HHS could change Medicare appeals rule

According to one proposal, the HHS could make significant cuts to its rate of appeals per year.

A new proposal would address the way the Department of Health and Human Services handles appeals cases. According to Kaiser Health News, the series of changes suggested would aim to rid the Department of its long case backlog within the next five years. The source quoted the Chief Law Judge of the Office of Medicare Hearings and Appeals, Nancy Griswold, who said that the current backlog would take 11 years to process under the current system.

Some of these changes would address Medicare Appeals Council decisions as well as the process for setting minimum appeal fees. The ultimate result is meant to encourage a smoother functioning system, the source said. The proposal is currently open to public comments, which are due by August 29.

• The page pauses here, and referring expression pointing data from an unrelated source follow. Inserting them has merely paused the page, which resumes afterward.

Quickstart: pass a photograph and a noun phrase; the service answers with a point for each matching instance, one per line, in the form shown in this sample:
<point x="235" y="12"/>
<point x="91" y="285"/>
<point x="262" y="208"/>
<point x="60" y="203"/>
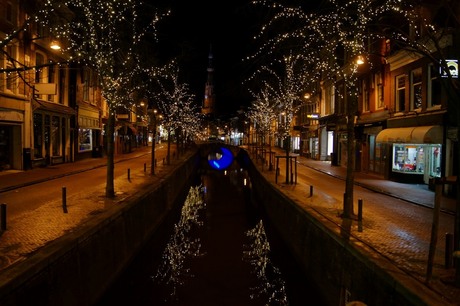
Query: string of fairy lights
<point x="318" y="34"/>
<point x="175" y="100"/>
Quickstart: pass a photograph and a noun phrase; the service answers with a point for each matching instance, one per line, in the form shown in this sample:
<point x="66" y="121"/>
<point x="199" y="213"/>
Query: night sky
<point x="227" y="26"/>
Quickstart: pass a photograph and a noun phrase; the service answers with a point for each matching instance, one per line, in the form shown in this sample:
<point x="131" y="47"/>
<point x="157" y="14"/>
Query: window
<point x="55" y="136"/>
<point x="10" y="13"/>
<point x="51" y="80"/>
<point x="416" y="88"/>
<point x="417" y="159"/>
<point x="86" y="84"/>
<point x="379" y="91"/>
<point x="9" y="79"/>
<point x="434" y="87"/>
<point x="366" y="102"/>
<point x="38" y="135"/>
<point x="400" y="101"/>
<point x="84" y="140"/>
<point x="62" y="85"/>
<point x="339" y="100"/>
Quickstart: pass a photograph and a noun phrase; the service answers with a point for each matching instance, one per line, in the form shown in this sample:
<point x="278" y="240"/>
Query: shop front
<point x="413" y="154"/>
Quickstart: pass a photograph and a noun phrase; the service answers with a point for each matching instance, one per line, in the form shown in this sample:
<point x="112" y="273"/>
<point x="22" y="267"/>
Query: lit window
<point x="400" y="93"/>
<point x="434" y="87"/>
<point x="416" y="88"/>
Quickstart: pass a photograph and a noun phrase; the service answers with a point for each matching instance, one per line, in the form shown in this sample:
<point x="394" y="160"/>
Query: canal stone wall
<point x="77" y="268"/>
<point x="343" y="268"/>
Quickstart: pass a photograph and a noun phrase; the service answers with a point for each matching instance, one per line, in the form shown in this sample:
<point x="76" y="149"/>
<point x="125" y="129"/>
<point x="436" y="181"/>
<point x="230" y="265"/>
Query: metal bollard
<point x="3" y="216"/>
<point x="449" y="251"/>
<point x="360" y="209"/>
<point x="64" y="199"/>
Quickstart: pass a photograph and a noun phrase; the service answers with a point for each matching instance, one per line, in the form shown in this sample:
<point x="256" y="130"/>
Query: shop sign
<point x="453" y="68"/>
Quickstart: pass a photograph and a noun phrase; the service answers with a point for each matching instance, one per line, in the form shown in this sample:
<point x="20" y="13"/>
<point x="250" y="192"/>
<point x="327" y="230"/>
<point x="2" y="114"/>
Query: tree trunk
<point x="109" y="186"/>
<point x="288" y="144"/>
<point x="350" y="178"/>
<point x="168" y="155"/>
<point x="154" y="133"/>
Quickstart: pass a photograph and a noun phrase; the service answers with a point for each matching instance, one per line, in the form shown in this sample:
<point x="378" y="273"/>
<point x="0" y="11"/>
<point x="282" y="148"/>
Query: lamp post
<point x="154" y="132"/>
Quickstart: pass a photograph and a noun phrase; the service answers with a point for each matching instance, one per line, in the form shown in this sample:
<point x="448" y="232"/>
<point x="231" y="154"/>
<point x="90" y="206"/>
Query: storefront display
<point x="417" y="158"/>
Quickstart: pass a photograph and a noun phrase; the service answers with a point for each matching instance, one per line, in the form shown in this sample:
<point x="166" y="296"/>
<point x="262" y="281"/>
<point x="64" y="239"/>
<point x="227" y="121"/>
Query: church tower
<point x="209" y="96"/>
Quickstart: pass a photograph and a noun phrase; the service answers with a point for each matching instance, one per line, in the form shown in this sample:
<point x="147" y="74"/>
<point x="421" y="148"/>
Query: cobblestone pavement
<point x="400" y="233"/>
<point x="408" y="250"/>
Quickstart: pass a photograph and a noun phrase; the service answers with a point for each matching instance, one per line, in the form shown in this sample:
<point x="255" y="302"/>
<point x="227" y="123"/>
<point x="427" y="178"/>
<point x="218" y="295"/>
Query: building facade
<point x="404" y="129"/>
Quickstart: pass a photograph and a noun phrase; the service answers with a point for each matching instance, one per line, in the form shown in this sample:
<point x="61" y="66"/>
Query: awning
<point x="52" y="107"/>
<point x="418" y="134"/>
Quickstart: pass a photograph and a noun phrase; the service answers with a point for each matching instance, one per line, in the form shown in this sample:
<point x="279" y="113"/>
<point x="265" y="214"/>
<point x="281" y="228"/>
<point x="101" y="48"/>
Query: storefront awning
<point x="52" y="107"/>
<point x="418" y="134"/>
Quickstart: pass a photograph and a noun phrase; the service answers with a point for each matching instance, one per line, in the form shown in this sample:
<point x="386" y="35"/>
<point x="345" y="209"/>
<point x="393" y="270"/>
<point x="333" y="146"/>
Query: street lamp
<point x="154" y="132"/>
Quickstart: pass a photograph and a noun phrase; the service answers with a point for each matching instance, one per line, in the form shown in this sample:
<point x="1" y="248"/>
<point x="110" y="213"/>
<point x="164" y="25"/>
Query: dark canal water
<point x="217" y="251"/>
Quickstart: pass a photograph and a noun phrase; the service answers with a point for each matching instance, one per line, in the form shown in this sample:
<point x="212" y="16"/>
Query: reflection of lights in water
<point x="271" y="284"/>
<point x="181" y="246"/>
<point x="220" y="160"/>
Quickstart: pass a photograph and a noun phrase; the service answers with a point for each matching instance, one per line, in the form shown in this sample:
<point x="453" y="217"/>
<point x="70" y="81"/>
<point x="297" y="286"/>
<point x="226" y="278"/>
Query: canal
<point x="218" y="250"/>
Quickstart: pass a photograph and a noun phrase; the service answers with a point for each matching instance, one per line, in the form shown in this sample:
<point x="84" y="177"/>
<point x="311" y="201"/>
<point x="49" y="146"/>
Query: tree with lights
<point x="106" y="37"/>
<point x="285" y="81"/>
<point x="176" y="103"/>
<point x="263" y="113"/>
<point x="330" y="41"/>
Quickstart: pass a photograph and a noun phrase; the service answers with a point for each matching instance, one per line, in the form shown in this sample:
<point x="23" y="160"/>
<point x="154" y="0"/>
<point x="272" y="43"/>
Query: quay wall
<point x="77" y="268"/>
<point x="344" y="269"/>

Becker's Hospital CFO supplied some addition information about this option: More than 750,000 HHS appeals were pending as of April 30, and some of the impact from the proposal would potentially drive down the number of appeals per year by about 23,650.

This new deliberation comes after recommendations from the Government Accountability Office to HHS. Earlier last month, the GAO noted in a report that the amount of Level 3 appeals increased by 936 percent between the 2010 and 2014 fiscal years.

It also acknowledged that the actions HHS agencies have taken to lower the number of appeals in recent years. Despite this, the GAO recommended that HHS handle appeals and repetitious claims more efficiently. Medicare handled 1.2 billion FFS claims in 2014 alone, the report summary said.